Bu listede de Türkiye yoktu.
Oysa bakan Mehmet Ersoy katıldığı bir televizyon programında bir hafta-10 gün içinde çok iyi şeyler olacağını söylüyordu.
Bakanların ziyareti, bu ve önceki açıklamalarla sektörde yaratılan olumlu beklenti ortamında yapılıyor.
Kültür ve Turizm Bakanlığı görüşmeden bir gün önce yayınladığı genelge ile otellerde alınan koronavirüs önlemlerine eklemeler yaparak bu önlemlerin kapsamını daha da genişletti.
Bununla Almanya’ya gidilirken talep edilecek seyahat uyarısının kaldırılması için elini güçlendirmeyi düşündü.
Ama zor.
Çünkü iki ülke ilişkilerinde siyasal alanda görünenin dışında bir süreç yaşanıyor
Sorun Sağlık Bakanı Sayın Fahrettin Koca’nın dediği “yapılacak sunum ile çözülecek” sorun değil.
Zira Almanya’nın bu tutumu, sorunun nedeni sektörel, sağlık, güvenli seyahat vs. değil siyasidir.
Dolayısıyla nedeni görmeden ya da nedeni atlayarak sonuca bakmak sorunu çözmüyor.
Türkiye Almanya arasındaki siyasal ilişkiler görünürdeCumhurbaşkanı Erdoğan’ın bir ara “Ey Merkel, Nazi kalıntıları” diye çıkışlar yaptığı dönemdeki gibi değil.
Ama görünmeyen, açıktan ifade edilmeyen diplomatik zeminde yürütülen halinin iyi olmadığı da bir gerçek.
Bunun da birçok nedeni var.
Bunlardan biri Türkiye’nin tümüyle haklı olduğu, ulusal çıkarlarının gereği olan Libya üzerinden Doğu Akdeniz’deki çıkışıdır.

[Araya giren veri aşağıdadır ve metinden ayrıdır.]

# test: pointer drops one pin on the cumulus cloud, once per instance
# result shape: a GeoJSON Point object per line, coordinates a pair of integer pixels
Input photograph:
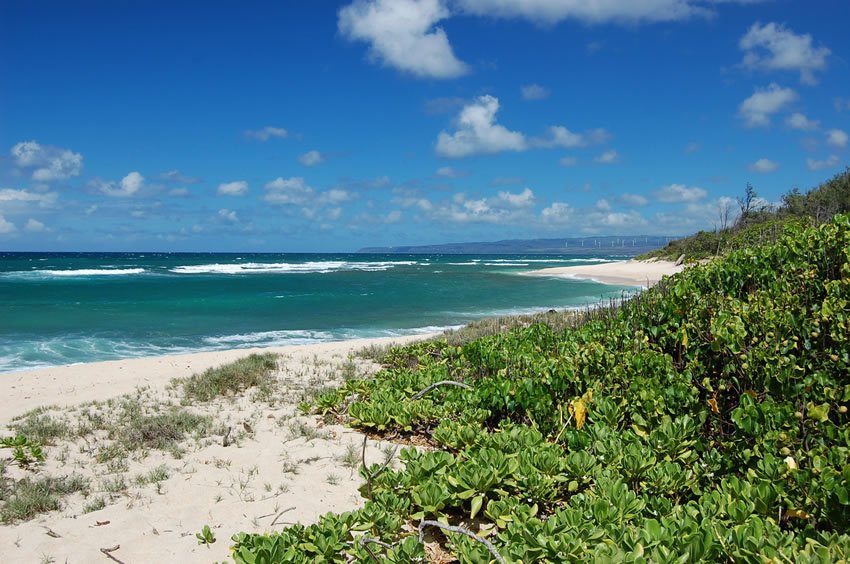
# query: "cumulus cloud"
{"type": "Point", "coordinates": [836, 138]}
{"type": "Point", "coordinates": [534, 92]}
{"type": "Point", "coordinates": [560, 136]}
{"type": "Point", "coordinates": [11, 198]}
{"type": "Point", "coordinates": [34, 226]}
{"type": "Point", "coordinates": [608, 157]}
{"type": "Point", "coordinates": [125, 188]}
{"type": "Point", "coordinates": [764, 166]}
{"type": "Point", "coordinates": [236, 188]}
{"type": "Point", "coordinates": [48, 163]}
{"type": "Point", "coordinates": [478, 133]}
{"type": "Point", "coordinates": [757, 109]}
{"type": "Point", "coordinates": [801, 122]}
{"type": "Point", "coordinates": [596, 12]}
{"type": "Point", "coordinates": [632, 200]}
{"type": "Point", "coordinates": [6, 226]}
{"type": "Point", "coordinates": [402, 34]}
{"type": "Point", "coordinates": [311, 158]}
{"type": "Point", "coordinates": [772, 46]}
{"type": "Point", "coordinates": [227, 215]}
{"type": "Point", "coordinates": [679, 193]}
{"type": "Point", "coordinates": [450, 172]}
{"type": "Point", "coordinates": [831, 161]}
{"type": "Point", "coordinates": [288, 191]}
{"type": "Point", "coordinates": [266, 133]}
{"type": "Point", "coordinates": [178, 177]}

Ama bir de, Türkiye’yi uluslararası alanda zor duruma düşürüp köşeye sıkıştırıp en yakın dostlarından bile uzaklaştırıp yalnızlaştıracak bir barolar yasasını değiştirme girişimi var ki bunu kimi, neden, hangi amaçla ve kime hizmet etmek için getirdiği bilinmeyen, bunu bulanın da kendi amacına göre kullanacağı konular var.
Bu arada sanki hiç sorun yokmuş gibi bir de Ayasofya konusu gündeme getirildi.
Almanya, Amerika ve AB’nin ele geçirdikleri her fırsatı Türkiye’ye baskı amacına dönüştürmeleri kendilerine göre çıkarlarının gereğidir.
Peki Türkiye onlara kullanacakları bu malzemeleri neden veriyor?
Bu kimin aklı?
Almanya Türkiye’yi seyahat uyarısı listesinden çıkarmak için yeni bir rahip Bronson ya da Deniz Yücel benzeri taleple karşı karşıya kalabilir.